By default searching will match all the provided search terms.

This means the more specific a search query is the fewer results will be provided. For example "the quick brown fox" will be interpreted as "the AND quick AND brown AND fox".

Setting strict to false will change the behaviour to match each individual word as well as the full search query, with complete matches being scored more highly.

{
    "extra": {
        "altis": {
            "modules": {
                "search": {
                    "strict": false
                }
            }
        }
    }
}

Strict matching is recommended if you have a user interface that allows sorting search results by anything other than relevance such as date.

Field Boosting

By default the post title, excerpt, content, author name and taxonomy terms are searched against. Field boosting allows you to modify the importance of those fields with regards to search results. The following configuration will increase the important of the post title, excerpt and a custom meta field above the default value of 1.

{
    "extra": {
        "altis": {
            "modules": {
                "search": {
                    "field-boost": {
                        "post_title": 3,
                        "post_excerpt": 2,
                        "meta.custom_field": 2
                    }
                }
            }
        }
    }
}

It is important to note that the field names should match the fields in the elasticsearch index and do not always correspond 1:1 with database fields.

Fuzzy Matching

By default some degree of fuzzy matching is allowed so that simple spelling errors can still return some results, for example "breif" would match "brief". This can sometimes result in unwanted search results however with short words and acronyms.

Fuzzy matching works by providing an edit distance as an integer from 0-2. The number indicates how many edits are allowed for a term to match.
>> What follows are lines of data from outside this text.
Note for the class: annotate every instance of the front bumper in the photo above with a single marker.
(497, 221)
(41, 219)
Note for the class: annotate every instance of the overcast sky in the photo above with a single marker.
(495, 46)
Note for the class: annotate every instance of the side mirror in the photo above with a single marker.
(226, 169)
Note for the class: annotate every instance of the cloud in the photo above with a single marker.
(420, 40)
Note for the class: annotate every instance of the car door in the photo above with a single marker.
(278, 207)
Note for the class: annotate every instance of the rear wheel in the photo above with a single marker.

Edits can be one of the following:

  • Changing a character (box → fox)
  • Removing a character (click → lick)
  • Inserting a character (sic → sick)
  • Transposing two adjacent characters (act → cat)

Note: when using "advanced" search mode quoted strings will not use fuzzy matching.
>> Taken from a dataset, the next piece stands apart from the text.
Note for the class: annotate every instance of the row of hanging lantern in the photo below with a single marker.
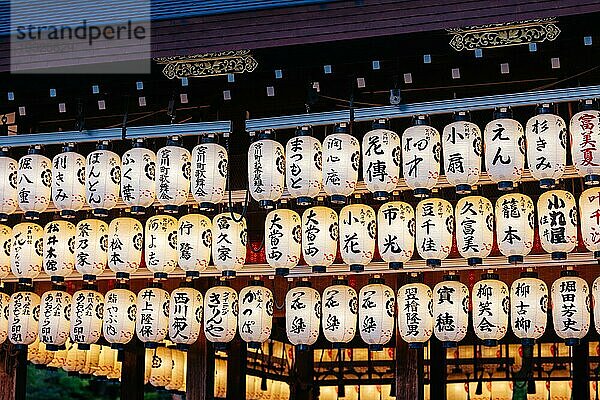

Note: if you have synonyms configured they will not use fuzzy matching.

Below is the default fuzzy search configuration.

{
    "extra": {
        "altis": {
            "modules": {
                "search": {
                    "fuzziness": {
                        "distance": "auto:4,7",
                        "prefix-length": 1,
                        "max-expansions": 40,
                        "transpositions": true
                    }
                }
            }
        }
    }
}

distance

This is the Elasticsearch fuzziness value and determines the maximum edit distance for fuzzy matching. This value can also be set as the value for fuzziness directly if you do not need to edit the other options.

  • If an integer is provided this is used as a fixed edit distance eg. 0, 1 or 2 edits allowed
  • If a string is provided it must be in the form auto:[min],[max]
    • If min is 3 all terms from 0-2 characters long will have an edit distance of 0
    • If max is 6 all terms from min to 6 characters long will have an edit distance of 1
    • Any terms longer than max will have an edit distance of 2

prefix-length

This value determines how many characters at the start of a search term must match before fuzzy matching is applied. For instance a prefix length of 1 will mean that "lotion" will match "lotoin" but not "potion" or "motion".

max-expansions

This value is the number of fuzzy terms generated from a search term when used for matching. Higher values will result in slower searches but more matches and lower values will result in faster searches but fewer matches.

If you have a prefix length of 0 you may wish to increase this value to get more matches.

transpositions

This option allows you to prevent transpositions from being counted as a single edit. In the above example the transposition "act" to "cat" has an edit distance of 1. Setting this value to false would mean the same transposition would have an edit distance of 2 because 2 letters have been replaced.